Which of the following statements is the best explanation of how insurance allows a company to manage risk?

By avoiding risk
Modifying risk
By preventing risk
Transferring risk

The correct answer is D. Transferring risk.

Insurance is

a contract between an insurance policy holder and an insurance company, where the policy holder agrees to pay a premium in exchange for the insurance company’s promise to pay a specified amount of money (the benefit) in the event that a covered event (the insured event) occurs.

Insurance allows companies to manage risk by transferring the risk of loss from the company to the insurance company. This can be a very effective way to manage risk, as the insurance company is typically much better equipped to handle large losses than a single company.

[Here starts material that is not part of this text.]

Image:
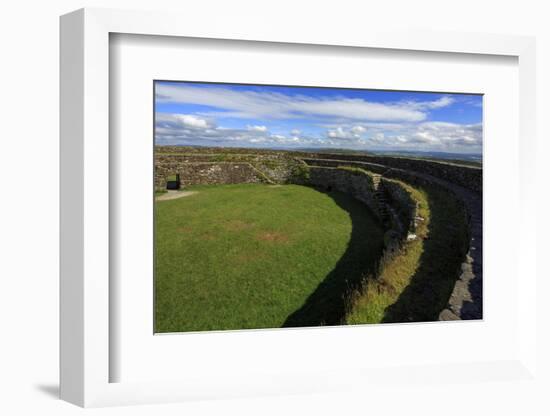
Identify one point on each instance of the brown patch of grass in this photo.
(238, 225)
(274, 236)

The other options are incorrect because they do not accurately describe how insurance allows a company to manage risk.

Option A, “By avoiding risk,” is incorrect because insurance does not prevent companies from taking on risk. In fact, insurance can actually encourage companies to take on more risk, knowing that they will be protected in the event of a loss.

Option B, “By modifying risk,” is incorrect because insurance does not change the nature of the risk. The risk of loss still exists, but it is transferred from the company to the insurance company.

Option C, “By preventing risk,” is incorrect because insurance does not prevent losses from occurring. It simply provides financial protection in the event that a loss does occur.